Kikuchiyo is perhaps the most interesting, engaging and entertaining of the samurai. He is also the one with the most complex background and the one least likely to qualify as a samurai.
When Kikuchiyo witnesses Kambei’s actions at the start of the film, he is clearly deeply impressed and, making something of a noisy fuss, he runs up to Kambei, presumably in an attempt to engage in a friendly conversation or perhaps even to suggest accompanying him. However, Kikuchiyo doesn’t have the verbal skills to put into words his feelings and he is even angered when Katsushiro expresses himself eloquently, doubtless expressing the very sentiments he himself would have liked to communicate. Reacting badly and with some anger and frustration, he incites distrust and caution in Kambei and Katsushiro. Kikuchiyo appears to be lacking in the virtue of manners. He finds it difficult to judge the feelings and reactions of others and he has some difficulty communicating his own feelings.

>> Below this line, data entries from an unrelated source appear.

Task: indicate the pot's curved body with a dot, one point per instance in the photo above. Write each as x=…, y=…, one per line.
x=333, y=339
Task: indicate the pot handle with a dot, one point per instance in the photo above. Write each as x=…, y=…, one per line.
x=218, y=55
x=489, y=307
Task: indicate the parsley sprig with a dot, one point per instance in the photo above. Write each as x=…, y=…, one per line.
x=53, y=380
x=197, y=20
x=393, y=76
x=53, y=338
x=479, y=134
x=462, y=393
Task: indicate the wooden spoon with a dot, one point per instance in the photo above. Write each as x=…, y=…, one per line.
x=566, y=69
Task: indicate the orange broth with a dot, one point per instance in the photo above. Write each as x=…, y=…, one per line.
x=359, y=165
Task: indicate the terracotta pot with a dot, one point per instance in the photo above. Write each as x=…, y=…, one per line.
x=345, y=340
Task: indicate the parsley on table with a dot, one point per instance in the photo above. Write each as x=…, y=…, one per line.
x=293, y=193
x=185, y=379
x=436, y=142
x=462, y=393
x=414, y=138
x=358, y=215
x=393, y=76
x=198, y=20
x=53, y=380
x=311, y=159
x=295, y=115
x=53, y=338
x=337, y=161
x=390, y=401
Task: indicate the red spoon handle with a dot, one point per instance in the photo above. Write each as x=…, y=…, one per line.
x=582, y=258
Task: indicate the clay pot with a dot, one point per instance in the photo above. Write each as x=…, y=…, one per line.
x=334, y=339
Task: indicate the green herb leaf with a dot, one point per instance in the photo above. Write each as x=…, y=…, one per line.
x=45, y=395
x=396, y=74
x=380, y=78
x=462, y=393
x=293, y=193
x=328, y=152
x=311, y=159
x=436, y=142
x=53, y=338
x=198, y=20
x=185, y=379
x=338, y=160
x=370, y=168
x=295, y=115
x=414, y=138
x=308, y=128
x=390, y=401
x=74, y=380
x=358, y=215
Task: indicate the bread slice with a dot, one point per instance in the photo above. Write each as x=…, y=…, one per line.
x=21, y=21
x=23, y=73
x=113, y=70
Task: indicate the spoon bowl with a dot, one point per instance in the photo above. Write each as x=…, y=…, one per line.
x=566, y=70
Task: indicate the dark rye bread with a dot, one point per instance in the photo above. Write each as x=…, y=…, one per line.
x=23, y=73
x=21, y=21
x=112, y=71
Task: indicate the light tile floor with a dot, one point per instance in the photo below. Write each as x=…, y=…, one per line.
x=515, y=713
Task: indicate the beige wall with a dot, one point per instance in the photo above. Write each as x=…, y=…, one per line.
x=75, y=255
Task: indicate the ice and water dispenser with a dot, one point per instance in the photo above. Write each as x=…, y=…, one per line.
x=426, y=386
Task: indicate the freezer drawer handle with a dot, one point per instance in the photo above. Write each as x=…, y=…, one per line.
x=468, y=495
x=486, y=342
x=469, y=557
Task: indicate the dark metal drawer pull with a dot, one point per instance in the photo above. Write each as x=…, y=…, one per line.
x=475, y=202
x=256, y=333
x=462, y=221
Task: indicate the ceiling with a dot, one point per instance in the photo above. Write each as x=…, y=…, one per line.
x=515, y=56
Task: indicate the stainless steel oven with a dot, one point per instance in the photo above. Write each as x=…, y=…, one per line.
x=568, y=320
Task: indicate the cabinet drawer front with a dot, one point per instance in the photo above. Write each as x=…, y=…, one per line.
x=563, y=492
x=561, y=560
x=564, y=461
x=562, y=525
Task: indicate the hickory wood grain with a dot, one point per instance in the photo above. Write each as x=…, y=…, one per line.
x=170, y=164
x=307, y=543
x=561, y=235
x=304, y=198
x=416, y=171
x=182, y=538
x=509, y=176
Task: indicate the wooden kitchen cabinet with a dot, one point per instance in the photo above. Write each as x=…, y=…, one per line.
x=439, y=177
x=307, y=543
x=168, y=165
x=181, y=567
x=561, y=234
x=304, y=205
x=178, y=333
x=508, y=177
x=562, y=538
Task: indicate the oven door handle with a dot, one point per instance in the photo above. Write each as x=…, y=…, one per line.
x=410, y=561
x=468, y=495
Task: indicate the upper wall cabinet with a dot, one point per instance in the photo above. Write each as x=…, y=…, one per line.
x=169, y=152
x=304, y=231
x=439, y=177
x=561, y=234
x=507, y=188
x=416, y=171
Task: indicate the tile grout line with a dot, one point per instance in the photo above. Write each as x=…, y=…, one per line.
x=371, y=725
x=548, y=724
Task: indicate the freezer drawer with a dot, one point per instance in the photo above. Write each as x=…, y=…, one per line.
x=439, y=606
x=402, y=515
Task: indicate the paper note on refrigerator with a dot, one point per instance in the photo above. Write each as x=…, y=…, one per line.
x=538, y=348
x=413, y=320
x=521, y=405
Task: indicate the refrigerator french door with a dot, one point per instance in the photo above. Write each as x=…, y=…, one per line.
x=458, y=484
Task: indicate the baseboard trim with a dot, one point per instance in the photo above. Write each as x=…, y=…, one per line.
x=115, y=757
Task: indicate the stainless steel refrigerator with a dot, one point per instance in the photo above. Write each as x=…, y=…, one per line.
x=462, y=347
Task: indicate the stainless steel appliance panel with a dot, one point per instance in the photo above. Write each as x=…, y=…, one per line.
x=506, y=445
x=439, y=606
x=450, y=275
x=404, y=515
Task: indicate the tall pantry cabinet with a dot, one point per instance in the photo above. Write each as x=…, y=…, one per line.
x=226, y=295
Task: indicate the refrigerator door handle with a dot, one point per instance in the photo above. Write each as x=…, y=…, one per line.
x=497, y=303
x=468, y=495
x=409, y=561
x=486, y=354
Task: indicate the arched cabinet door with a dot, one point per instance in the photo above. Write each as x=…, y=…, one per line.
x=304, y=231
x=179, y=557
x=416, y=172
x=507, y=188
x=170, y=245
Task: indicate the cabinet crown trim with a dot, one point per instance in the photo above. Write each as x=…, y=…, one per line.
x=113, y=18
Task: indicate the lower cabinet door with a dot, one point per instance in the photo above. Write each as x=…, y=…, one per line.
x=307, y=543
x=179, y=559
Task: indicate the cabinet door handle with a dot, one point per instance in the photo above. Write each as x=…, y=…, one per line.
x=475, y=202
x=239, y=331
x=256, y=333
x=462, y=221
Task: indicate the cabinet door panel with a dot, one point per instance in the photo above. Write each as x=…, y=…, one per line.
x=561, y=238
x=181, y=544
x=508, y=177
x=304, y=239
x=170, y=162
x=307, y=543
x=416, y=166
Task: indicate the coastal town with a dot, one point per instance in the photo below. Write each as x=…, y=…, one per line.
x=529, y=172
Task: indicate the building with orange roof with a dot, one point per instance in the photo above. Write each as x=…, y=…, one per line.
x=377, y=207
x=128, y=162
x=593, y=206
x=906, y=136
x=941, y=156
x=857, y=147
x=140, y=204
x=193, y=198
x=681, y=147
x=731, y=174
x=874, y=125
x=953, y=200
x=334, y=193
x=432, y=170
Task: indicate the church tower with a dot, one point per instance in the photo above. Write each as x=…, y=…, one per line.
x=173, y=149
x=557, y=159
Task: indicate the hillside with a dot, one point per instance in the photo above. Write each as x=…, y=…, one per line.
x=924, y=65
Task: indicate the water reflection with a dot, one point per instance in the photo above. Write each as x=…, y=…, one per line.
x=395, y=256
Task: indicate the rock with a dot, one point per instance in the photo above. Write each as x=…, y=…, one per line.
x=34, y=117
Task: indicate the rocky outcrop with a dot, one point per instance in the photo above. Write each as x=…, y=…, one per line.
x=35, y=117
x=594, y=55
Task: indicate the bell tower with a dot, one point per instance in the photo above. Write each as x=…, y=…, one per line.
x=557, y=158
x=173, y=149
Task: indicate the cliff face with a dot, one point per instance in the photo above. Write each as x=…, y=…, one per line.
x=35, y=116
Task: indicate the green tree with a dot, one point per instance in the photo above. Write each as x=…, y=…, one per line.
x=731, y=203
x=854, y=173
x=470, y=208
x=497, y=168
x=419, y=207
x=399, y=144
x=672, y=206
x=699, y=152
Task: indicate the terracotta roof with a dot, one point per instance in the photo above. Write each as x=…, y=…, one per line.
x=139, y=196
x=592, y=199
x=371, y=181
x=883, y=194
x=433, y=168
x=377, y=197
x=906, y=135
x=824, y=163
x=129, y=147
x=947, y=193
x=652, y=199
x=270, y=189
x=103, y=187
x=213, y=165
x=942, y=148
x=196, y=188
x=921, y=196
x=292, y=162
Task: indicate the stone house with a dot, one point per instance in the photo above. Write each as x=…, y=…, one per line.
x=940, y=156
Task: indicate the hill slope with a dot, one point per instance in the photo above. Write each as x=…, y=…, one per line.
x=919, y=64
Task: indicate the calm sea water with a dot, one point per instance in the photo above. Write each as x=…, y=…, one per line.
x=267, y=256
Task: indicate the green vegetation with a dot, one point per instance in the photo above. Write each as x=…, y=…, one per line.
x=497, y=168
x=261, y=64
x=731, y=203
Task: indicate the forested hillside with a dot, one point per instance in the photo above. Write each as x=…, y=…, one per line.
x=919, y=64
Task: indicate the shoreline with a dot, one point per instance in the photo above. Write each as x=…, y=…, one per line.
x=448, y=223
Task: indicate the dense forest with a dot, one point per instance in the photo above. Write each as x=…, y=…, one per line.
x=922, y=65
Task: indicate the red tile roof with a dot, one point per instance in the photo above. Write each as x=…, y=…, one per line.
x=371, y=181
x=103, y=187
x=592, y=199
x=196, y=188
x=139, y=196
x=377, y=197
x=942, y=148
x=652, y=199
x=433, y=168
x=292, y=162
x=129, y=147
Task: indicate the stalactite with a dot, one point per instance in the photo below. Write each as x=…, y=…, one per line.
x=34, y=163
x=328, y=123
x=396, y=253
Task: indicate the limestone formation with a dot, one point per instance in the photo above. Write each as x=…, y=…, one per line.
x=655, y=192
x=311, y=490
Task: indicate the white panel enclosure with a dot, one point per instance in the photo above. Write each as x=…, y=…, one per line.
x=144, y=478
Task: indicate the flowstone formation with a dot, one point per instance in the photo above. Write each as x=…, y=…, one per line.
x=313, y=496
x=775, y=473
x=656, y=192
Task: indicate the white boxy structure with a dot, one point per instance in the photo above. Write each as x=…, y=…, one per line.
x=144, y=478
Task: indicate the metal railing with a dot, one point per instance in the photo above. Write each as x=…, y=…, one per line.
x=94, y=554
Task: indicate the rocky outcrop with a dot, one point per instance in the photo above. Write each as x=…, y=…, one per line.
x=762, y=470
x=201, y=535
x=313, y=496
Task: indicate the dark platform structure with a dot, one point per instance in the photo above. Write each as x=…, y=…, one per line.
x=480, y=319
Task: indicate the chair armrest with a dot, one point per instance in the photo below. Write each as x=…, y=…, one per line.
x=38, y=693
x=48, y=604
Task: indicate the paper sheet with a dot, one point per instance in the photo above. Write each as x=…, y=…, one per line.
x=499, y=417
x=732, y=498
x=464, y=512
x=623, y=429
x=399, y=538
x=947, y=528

On top of this, Kikuchiyo lacks another virtue – that of honesty. He makes quite a fuss of the scroll he carries, a scroll that validates his family claims and background, but which the others quickly and easily disprove. Interestingly, it is shortly after this truth has emerged that he finds acceptance among the others as he also angrily reveals the truth about the farmers’ attitudes, the guilt of the samurai in creating these attitudes and his own farming background.
His deep-felt and long-harboured bitterness and resentment concerning the treatment of peasants by Shogun and samurai alike feed an eloquent and perfectly reasoned speech after which the samurai are shamed into seeking justice and Kikuchiyo can rightfully take his place among them. Honesty has thus led to greater compassion and clarification of purpose and motivation among the seven. It has also given Kikuchiyo greater confidence in terms of self-belief and occasionally abrasive communication as he combines training the farmers with entertainment and compassion, showing a genuine understanding and regard for their situation. He has thus gained the two virtues he lacked and this benefits the group as a whole.
Kambei may be viewed as the virtual embodiment of samurai principles though he himself points out he is a Ronin. When freed from subjective loyalty to an individual, Kambei is able to recognise and commit to objective justice. His actions and manner near the start of the film suggest he possesses all the values of Bushido and his benevolence in taking on the farmers’ cause, combined with lack of loyalty to a master, lead him to a reinforced adherence to justice, if only as compensation for injustices he is forced to recognise by Kikuchiyo.
At the end, with four of their number dead and Katsushiro tempted to join Shino in village life, Kambei concludes that they have in fact lost once again. With their land, the farmers are the victors and not the samurai who defended them. The cause may have been won, but the combatants have gained little or lost everything. The farmers have retained their physical legacy of eternal land (representing growth and development) and have undoubtedly gained in spiritual strength through their collaboration with the seven, while the defenders must content themselves with the knowledge they have preserved the intangible but elemental values by which they live.